Vorige week hielp ik haar op het toilet. “Buig maar goed naar voren, dan is het opstaan makkelijker.” Haar rechterhand zocht naar de beugel aan de muur. Ze veegde zich af maar vergat dat ze het papiertje in de wc kon gooien. Ik nam het van haar over en gooide het in de prullenbak. Ik nam de gelegenheid waar om haar aan te kleden in een gevoerde broek en extra warme sokken in haar oerlelijke nieuwe sloffen. Daarna ging ze met een lange winterjas en bijpassende sjaal in de rolstoel zitten. Met een plaid op haar knieën en handschoenen aan, liepen we naar de Oranjekerk voor een praatje en een kopje thee.

Zoals een kind leert van het níet kunnen naar het wél kunnen, leert het zichzelf aankleden, eten, fietsen, douchen, praten, sporten, lezen en nog zoveel meer. Vaak met hulp van een volwassene die het allemaal al beheerst, thuis, op school of op een kinderdagverblijf. Zo leert een oudere het weer langzaam af en heeft ook die hulp weer nodig, vaak in een verpleeghuis, van een mantelzorger of van de thuiszorg als hij of zij zelfstandig woont. 
 
Bij het eten zoekt de lepel van mijn tante haar mond. Ze mikt te laag en heel zachtjes geef ik de lepel van onderen een zetje zodat die haar mond wél bereikt. Ik snijd de stukjes brood heel klein voor haar en prik die aan een vork. Ik vul haar zinnen aan als ze een woord is vergeten. Ik fris haar geheugen op als we fotoboeken gaan kijken. Ik maak haar tandenborstel klaar en vul haar beker met water om te spoelen. Ik lees haar voor als ze in bed ligt, uit het boek van een Deense missionaris in Paramaribo. Ze neuriet mee met het mooie lied dat ik laat horen.
 

Eigenlijk is het een voorrecht om zó dichtbij iemand te zijn. Of het nou een klein kind is of een bejaarde. Het nieuwe leven van een kind lijkt in een opwaartse beweging te zitten, de onbekende toekomst in, nog vol verwachting. Het is een genot om een kind de grote kleine stappen vooruit te zien maken. Letterlijk als een kind gaat lopen, maar ook bij het voor het eerst fietsen zonder zijwielen, leren zwemmen, een cake bakken, een band plakken, een vis vangen, verwonderen over paardebloempluis, over condens op de ramen, over bloemen tussen stoeptegels. Die kinderlijke frisse blik van kinderen, komt recht ons hart in.
En eigenlijk gebeurt dat ook de andere kant op. Als een bejaarde je zo dicht bij zich laat komen, dat je haar mag helpen eten, of mee mag naar het toilet, of dat ze boos op je mag worden en weet dat je er gewoon de volgende keer weer bent, dat je bijna als haar schaduw zonder dat een ander het al heeft kunnen zien, haar mond al afgeveegd hebt, dat je weet dat ze van de lente houdt en daarom wat foto’s hebt gemaakt van de sprietjes die boven de grond uit komen…..

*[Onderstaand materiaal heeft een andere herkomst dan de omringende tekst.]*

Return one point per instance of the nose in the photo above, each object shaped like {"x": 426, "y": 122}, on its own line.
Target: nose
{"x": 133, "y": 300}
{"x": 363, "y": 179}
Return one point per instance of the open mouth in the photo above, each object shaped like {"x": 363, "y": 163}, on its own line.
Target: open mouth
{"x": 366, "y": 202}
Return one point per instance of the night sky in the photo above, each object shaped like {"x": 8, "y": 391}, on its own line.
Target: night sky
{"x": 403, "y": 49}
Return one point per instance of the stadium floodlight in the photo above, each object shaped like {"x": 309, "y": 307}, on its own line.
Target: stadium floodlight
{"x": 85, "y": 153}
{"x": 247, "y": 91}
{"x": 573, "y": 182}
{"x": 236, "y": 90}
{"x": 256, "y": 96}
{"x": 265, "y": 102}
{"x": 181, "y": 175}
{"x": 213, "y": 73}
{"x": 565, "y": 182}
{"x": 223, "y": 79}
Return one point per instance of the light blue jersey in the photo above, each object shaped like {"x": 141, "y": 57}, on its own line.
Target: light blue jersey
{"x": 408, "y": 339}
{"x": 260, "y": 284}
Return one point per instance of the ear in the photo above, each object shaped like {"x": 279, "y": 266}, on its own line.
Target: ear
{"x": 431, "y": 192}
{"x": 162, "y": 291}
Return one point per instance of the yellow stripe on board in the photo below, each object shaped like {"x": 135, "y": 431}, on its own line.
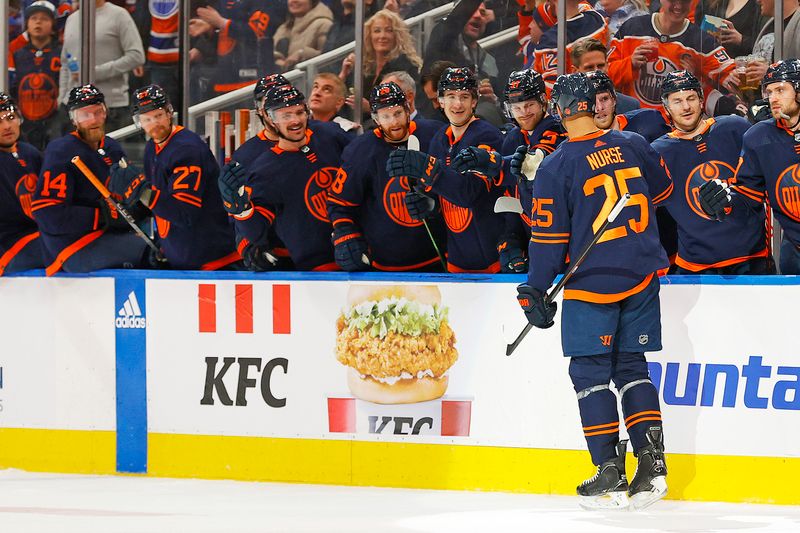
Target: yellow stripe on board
{"x": 379, "y": 464}
{"x": 57, "y": 450}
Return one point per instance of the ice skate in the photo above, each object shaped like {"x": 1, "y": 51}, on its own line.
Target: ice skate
{"x": 650, "y": 482}
{"x": 608, "y": 489}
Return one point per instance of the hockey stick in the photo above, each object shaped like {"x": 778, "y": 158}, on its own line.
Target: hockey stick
{"x": 573, "y": 267}
{"x": 104, "y": 192}
{"x": 413, "y": 144}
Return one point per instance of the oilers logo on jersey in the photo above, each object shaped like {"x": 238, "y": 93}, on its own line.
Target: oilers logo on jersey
{"x": 787, "y": 192}
{"x": 702, "y": 173}
{"x": 316, "y": 193}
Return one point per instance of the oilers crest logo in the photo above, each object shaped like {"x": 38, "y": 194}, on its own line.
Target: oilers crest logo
{"x": 38, "y": 96}
{"x": 787, "y": 192}
{"x": 456, "y": 217}
{"x": 648, "y": 84}
{"x": 702, "y": 173}
{"x": 316, "y": 193}
{"x": 394, "y": 204}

Waar bij een kind de toekomst open is en waarbij het bijna niet kan wachten tot het groot is, is dat bij mijn tante ook omgekeerd in een gemis aan zingeving. De toekomst lijkt achter haar te liggen. Wat ligt er dan vóór haar? Het voor zichzelf zorgen ligt achter haar in het verleden. Het sporten, het reizen, het werken, het wandelen, de kerk, kaarten en brieven schrijven, veel vrienden en familie, het kunnen lezen, zelf de radio of tv aan of uit kunnen zetten, dit alles is voorbij. Wat geeft haar dan nog zin om op te staan, levenslust?
Het zijn de kleine dingen die het doen.” komt er in me boven. Inderdaad de lente binnenshuis brengen met een bosje narcissen. Een afgestemd bezoek met echte aandacht voor haar.  Een mooi door mijn zus gemaakt schilderij van mijn vader. Het erkennen van haar frustratie als ze niet uit haar woorden kan komen of zich niet begrepen voelt.

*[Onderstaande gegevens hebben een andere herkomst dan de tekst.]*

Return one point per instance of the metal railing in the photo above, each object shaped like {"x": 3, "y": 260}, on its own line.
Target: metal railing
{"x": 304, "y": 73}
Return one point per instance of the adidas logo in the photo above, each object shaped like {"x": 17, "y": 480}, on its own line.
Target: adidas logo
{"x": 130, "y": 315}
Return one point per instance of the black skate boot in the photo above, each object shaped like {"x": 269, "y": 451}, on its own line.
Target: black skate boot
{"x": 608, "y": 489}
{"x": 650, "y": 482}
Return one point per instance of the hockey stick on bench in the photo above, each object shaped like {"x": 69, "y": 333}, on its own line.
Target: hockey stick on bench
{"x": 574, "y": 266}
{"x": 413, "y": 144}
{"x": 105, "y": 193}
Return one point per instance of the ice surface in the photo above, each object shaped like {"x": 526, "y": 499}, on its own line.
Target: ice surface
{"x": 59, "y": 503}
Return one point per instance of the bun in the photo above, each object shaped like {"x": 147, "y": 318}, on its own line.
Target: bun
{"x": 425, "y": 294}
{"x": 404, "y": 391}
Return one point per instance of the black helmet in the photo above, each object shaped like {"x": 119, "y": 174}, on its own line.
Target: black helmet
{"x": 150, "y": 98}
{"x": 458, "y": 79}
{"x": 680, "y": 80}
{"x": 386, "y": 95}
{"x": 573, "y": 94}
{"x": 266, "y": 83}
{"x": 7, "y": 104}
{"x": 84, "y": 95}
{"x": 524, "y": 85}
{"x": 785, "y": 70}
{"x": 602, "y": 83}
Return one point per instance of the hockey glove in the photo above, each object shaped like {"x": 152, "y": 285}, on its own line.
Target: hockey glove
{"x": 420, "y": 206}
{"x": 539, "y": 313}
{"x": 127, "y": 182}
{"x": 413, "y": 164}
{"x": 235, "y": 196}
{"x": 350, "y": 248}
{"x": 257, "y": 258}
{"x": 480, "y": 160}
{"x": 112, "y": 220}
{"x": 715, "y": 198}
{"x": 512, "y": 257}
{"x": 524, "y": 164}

En er komt nog wat bij kijken. Bij heel jonge of oude mensen komt afhankelijkheid om de hoek kijken. Je kunt niet zonder hulp van buiten, anders overleef je het niet. Kleine kinderen denken nog magisch en vertrouwen blindelings op de mensen die voor ze zorgen. Bij ouderen is dat niet meer zo. Gepokt en gemazeld door het leven is het vertrouwen vaak ook beschaamd. Sommige bejaarden worden blijmoedig oud. Ik zie de Indische dame altijd glimlachend in de huiskamer zitten met een bruine babypop op schoot. Maar mijn tante is vaak achterdochtig, balt haar vuisten dan en denkt dat er van alles gestolen wordt uit haar kamer en dat iedereen die er woont, het slecht met haar voorheeft. Ik blijf heel rustig, hoor haar aan, doe de deur dicht, waardoor er minder geluid doordringt. Soms vraag ik of ze even wil liggen, om de prikkels te verwerken.
Langzaam trekt ze bij, wordt ze rustig. “Jij hebt dit voor zoveel anderen gedaan.“, geef ik haar terug. “Nu doe ik het voor jou.” De spanning trekt uit haar lijf, haar armen ontspannen en ik leg mijn wang even tegen die van haar.
Dag lieve Mi.” zeg ik dan.
Doe je voorzichtig?” vraagt ze.
Zeker weten, tot volgende week, sribi switi lieve tante.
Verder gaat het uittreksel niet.